Duo Duo (author), penname of Li Shizheng, b. 1951, is one of China’s most influential poets. He began writing poetry during the Cultural Revolution as a sent-down youth, won the Jintian Poetry Prize in 1988, and left China on June 4, 1989, after having witnessed the beginnings of the massacre the night before. He lived abroad until 2004, when he returned to China to become a professor of creative writing at Hainan University. Now retired, he lives in Beijing. His most recent publications in English are The Boy Who Catches Wasps (Zephyr Press, 2002), translated by Gregory B. Lee, and Snow Plain: Selected Stories (Zephyr, 2010), translated by John Crespi.

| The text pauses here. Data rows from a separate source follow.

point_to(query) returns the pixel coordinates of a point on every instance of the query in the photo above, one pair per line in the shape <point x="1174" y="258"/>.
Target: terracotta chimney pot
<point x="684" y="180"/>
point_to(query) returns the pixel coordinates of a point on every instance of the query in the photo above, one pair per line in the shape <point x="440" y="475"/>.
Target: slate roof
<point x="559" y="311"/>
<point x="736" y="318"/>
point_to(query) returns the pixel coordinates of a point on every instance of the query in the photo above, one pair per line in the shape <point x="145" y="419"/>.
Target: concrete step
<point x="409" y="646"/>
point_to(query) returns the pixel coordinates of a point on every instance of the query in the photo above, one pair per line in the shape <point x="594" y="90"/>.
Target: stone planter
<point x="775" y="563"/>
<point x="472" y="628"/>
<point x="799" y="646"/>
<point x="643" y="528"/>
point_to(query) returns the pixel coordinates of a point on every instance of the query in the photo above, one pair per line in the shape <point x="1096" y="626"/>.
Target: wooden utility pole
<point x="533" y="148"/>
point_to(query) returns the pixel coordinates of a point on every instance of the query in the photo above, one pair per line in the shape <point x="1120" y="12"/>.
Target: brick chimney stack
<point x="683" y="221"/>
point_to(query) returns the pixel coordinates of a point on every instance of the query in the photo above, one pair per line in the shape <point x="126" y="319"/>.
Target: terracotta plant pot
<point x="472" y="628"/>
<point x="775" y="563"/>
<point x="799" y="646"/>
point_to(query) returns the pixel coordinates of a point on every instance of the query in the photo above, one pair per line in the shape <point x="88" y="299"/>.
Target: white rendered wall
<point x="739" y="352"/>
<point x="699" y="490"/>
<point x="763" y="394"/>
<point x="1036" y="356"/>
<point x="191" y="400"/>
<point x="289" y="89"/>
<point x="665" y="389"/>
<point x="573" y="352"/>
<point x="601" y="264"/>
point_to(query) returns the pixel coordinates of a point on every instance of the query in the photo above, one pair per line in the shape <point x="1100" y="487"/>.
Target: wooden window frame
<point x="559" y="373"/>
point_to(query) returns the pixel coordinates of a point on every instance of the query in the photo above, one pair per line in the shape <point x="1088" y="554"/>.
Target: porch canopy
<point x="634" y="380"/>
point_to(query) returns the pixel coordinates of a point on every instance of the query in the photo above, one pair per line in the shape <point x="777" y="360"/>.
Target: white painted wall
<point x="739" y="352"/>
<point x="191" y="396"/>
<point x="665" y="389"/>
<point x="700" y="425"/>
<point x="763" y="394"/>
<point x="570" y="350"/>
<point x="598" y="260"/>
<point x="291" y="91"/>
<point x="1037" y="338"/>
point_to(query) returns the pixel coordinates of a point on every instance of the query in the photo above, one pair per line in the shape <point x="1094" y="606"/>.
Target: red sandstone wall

Duo Duo’s Words as Grain: New & Selected Poems, translated by Lucas Klein, is forthcoming from the Margellos World Republic of Letters series of Yale University Press.

 

Lucas Klein (translator) is a father, writer, and translator, as well as assistant professor in the School of Chinese at the University of Hong Kong. His translation Notes on the Mosquito: Selected Poems of Xi Chuan (New Directions) won the 2013 Lucien Stryk Prize, and his scholarship and criticism has appeared in Comparative Literature Studies, LARB, Jacket, CLEAR, PMLA, and other venues. Other publications include October Dedications, his translations of the poetry of Mang Ke (Zephyr Press and Chinese University Press, 2018), and contributions to Li Shangyin (New York Review Books, 2018), as well as the monograph The Organization of Distance: Poetry, Translation, Chineseness (Brill, 2018). His translations of the poetry of Duo Duo, forthcoming from Yale University Press, recently won a PEN/Heim Translation Fund grant. (Photograph of Lucas by Zhai Yongming.)